No need for a “power gamer video card” there so I sell it for some pretty good coin LOL!
What to do now … hmmm … I’ll buy a cheap $50 NVIDIA Geforce 210 replacement simply for video quality. (Not recommended!!!)
Out of frustration from all the NVIDIA driver crashes I bought a $100 ASUS AMD Radeon RX 550 today. I think I’m a little more than happy with it.
These days i use a banana pi m1 as NAS (the m1 has the best SATA/Ethernet throughput of all the SOC under 200€) and a few raspberry pi 3s with xbian/kodi to play media off of that over LAN (though the raspi 3 has WIFI, so theoretically i could do without the copper). The raspi 3 GPU is limited to 1080p hardware transcoding, so it’s not an option if you want to go 4k, but for our comparatively small TVs it does more than nicely. Can’t go much cheaper than that, entertainment system wise, but still does everything i ever need.
Roku’s and Plex work well for me. Played around with Chromecast’s and Apple TV’s as well, but these ‘puck sized’ widgets are so cheap, silent and small that it’s nice to sneak one of those behind a TV and just do it like that.
I’ve built 3 different media servers over the years, but just ended up being owning and managing a huge media library. With RAID arrays and backups, home was beginning to feel too much like work.
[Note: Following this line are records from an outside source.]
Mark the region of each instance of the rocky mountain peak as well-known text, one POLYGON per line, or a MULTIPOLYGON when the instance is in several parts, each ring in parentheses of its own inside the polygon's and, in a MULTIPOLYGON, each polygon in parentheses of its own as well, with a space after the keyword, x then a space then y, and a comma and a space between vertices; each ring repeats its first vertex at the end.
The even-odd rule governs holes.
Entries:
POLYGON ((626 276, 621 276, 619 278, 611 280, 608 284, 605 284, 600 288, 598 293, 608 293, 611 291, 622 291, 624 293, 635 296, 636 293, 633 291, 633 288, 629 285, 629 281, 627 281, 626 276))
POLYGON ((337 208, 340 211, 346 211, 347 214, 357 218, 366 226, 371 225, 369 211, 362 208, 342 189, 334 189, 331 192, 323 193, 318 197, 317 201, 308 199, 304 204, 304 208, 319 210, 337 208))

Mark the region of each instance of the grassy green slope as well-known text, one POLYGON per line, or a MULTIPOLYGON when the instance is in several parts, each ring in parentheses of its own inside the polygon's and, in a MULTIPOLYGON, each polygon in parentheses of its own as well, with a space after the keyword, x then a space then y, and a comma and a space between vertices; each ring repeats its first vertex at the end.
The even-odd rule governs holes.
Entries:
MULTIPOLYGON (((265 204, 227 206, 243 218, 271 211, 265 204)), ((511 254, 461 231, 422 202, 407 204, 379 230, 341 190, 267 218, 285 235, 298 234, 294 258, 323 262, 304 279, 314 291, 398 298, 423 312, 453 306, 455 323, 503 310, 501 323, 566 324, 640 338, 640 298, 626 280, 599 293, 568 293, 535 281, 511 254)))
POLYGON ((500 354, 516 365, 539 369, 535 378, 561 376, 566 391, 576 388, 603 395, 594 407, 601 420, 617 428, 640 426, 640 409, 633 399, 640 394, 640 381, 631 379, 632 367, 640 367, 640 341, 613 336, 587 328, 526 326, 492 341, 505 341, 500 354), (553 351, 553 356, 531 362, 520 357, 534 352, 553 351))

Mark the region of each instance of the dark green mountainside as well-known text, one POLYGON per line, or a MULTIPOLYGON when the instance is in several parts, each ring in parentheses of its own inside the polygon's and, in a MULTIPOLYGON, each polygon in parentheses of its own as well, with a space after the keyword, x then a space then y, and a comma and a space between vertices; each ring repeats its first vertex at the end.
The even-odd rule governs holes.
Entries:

Now we own 3 Rokus and a Gb Internet connection, and let other people do that for US. I’ve also put a digital antenna in the attic and lucky to get a major networks over the air. I guess cable cutting put me over the edge. ESPN seems to think that my data plan is good enough to allow their streaming service even though we don’t have cable. The caveat is not being able to watch events live, but the second they are over, available for stream on Watch ESPN. I need to time shift most of the time any way.
Will be interesting getting Facebook into the content creation arms race. They have enough cash to go big if they hire the right creative talent.
A word of warning before you end up disappointed: Just mind that the bananapi itself is absolute crap for decoding (i think it’s the arcane GPU which has bare minimum driver support). It is only useful as a SATA/ethernet interface and general purpose small linux server. Video decoding with the bananapi will NOT work. This is why i went with the raspberry pi 3 as actual video source.
As for installing, it’s really relatively easy. There are media creation tools that you point to an image (in my case i use armbian on the bananapi and xbian/kodi on the rasberries) and the target (the SD card for the bananapi) and that’s it.
Depending on your usecase, you need to dive into the configuration of samba or whatever service you want to use to share data. A little bit of linux command line tinkering is required to get it all to work.
Not to mention it kept getting a NVwhatever.dll error while idling(!), especially after I added a second monitor. Heaven forbid I tried to add a third … nope … only two supported.
I’ll never buy a low end nVidia card again. At least the RX 550 scores a 25%! It can actually do some low level 3D well!! That’s 25x better than the Geforce 210 for about $40 bucks extra LOL! I think AMD did a good job with this board.